Every good superhero has an origin story and Austin’s is pretty great. Per CNN, He was watching a television program about pandas with his dad. The mother Panda left one of her cubs alone, and Austin’s dad told the little boy that the panda cub was now homeless. Even though Austin didn’t know what homeless meant per se, according to his dad, he was clearly and immediately concerned about the concept. To show his son the meaning of homelessness, the two took a trip to the local shelter, eventually leading to Austin asking his dad, “can we feed them?”
“I didn’t expect to feed homeless people that day. But when a 4-year-old asks you, what can you say?” his dad told CNN.
Afterwards, the two went and picked up some chicken sandwiches from a local Burger King and Austin began to hand them out and, from that moment on, wanted every dollar that his parents would give him to go towards feeding the homeless. Word of his good deeds began to spread and before he knew it, Burger King was giving him $1,000 a month for his mission. Not long after Austin started a GoFundMe page for the project and has since collected almost the entire $70,000 he needs to meet his goal.
As he hands out food Austin is dressed head to toe in blue, and wears a bright red cape. Across his chest read the words #ShowLove, something he reminds people to do every time he gives away a piece of food.
“Show love means, you care about someone no matter what they look like,” Austin told CNN.
The fact that Austin is using a superhero identity to feed the homeless might not just be linked to him being four-years-old. A study in the journal Child Development suggests that kids are more likely to focus in school and put up with monotonous yet vital tasks when they assume the point of view of another person.

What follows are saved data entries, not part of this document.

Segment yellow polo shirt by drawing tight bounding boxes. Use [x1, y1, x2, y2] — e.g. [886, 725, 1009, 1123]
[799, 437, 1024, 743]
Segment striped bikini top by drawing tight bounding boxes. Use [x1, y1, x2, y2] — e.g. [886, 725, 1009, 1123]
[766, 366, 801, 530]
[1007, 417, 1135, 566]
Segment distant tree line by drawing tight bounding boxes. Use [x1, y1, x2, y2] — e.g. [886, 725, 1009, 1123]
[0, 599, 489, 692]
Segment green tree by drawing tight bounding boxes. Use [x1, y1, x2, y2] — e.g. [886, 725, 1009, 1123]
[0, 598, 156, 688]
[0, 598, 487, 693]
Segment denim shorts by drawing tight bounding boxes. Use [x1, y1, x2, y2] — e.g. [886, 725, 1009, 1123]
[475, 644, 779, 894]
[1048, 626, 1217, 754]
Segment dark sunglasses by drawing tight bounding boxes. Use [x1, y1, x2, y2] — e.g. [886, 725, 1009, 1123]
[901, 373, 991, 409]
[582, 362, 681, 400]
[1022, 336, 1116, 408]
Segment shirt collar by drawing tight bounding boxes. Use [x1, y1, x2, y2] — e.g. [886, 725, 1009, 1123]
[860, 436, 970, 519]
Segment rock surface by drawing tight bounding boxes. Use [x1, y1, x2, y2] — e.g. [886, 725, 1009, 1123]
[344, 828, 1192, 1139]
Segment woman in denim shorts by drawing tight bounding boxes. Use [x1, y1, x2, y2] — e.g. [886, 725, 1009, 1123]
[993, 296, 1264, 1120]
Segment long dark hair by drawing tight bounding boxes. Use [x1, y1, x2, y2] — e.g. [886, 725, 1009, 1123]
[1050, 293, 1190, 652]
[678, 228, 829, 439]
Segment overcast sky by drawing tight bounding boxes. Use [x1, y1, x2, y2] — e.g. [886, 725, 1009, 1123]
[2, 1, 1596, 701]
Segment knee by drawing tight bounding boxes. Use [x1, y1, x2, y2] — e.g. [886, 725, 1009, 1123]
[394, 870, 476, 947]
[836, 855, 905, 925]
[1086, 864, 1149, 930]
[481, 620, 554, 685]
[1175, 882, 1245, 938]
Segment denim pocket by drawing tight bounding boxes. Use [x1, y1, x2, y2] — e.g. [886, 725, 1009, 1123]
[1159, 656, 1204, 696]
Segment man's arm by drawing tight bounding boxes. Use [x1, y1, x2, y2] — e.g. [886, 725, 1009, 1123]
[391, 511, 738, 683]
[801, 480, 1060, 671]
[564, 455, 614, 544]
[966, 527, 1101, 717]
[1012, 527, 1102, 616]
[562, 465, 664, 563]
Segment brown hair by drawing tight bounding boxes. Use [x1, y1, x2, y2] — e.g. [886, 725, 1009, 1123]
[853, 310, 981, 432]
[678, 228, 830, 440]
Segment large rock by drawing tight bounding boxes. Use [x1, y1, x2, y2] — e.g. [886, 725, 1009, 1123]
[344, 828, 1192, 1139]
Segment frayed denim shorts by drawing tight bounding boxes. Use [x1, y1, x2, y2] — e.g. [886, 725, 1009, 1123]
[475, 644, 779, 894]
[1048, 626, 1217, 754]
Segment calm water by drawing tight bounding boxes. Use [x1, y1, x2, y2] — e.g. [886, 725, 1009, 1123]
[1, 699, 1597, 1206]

“Imagining that they’re Batman or another competent, hardworking person could lead children to work harder because they take on the qualities of that character,” said Rachel White, the study’s co-author.
White suspects that what she calls the “Batman Effect,” is actually a way for kids to distract themselves and mirror what they see to be aspirational qualities. Austin has his own alter ego though. When he hits the streets he’s President Austin, the kind of guy who can “chase the bad guys out of school and feed the homeless.”
Both Austin and his dad hope to eventually open up their own facility that tackles problems like drug addiction and severe mental illness, all things that can lead to people having to live on the street. For now, it’s still just capes and feeding the homeless, but an amazing start nonetheless.